Agus memandangi kedua jalan itu. Jalan yang terang terlihat begitu indah, begitu damai. Tapi ada sesuatu yang terasa salah. Terlalu sempurna, terlalu mudah. Sementara jalan yang gelap, meskipun menakutkan, terasa lebih nyata, lebih jujur. Ia merasa seperti jalan itu memanggilnya, menantangnya untuk menghadapi sesuatu yang lebih besar dari dirinya sendiri.
"Apa yang ada di ujung jalan ini?" Agus bertanya, tapi tidak ada jawaban. Ia hanya memiliki koin di tangannya, dan dirinya sendiri.
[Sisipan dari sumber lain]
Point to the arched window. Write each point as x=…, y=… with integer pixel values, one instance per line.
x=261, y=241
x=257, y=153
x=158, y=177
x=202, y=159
Ketika ia terbangun, koin tua itu masih ada di meja di samping tempat tidurnya. Ia mengambilnya, memutarnya di antara jari-jarinya, dan untuk pertama kalinya, ia merasa sedikit lebih tenang. Ia tidak tahu apa yang ada di ujung jalan yang ia pilih, tapi ia tahu satu hal: menjadi manusia bukan tentang menjadi sempurna. Bukan tentang selalu menjadi baik, atau selalu menghindari keburukan. Menjadi manusia adalah tentang berjalan, meskipun kau tidak tahu ke mana jalan itu akan membawamu.
Dan dengan pemikiran itu, Agus melangkah keluar dari kamarnya, siap menghadapi dunia dengan segala teka-tekinya. Tapi di sudut pikirannya, ia masih mendengar suara itu, berbisik lembut, "Kau pikir ini sudah selesai, Agus? Tidak. Ini baru permulaan."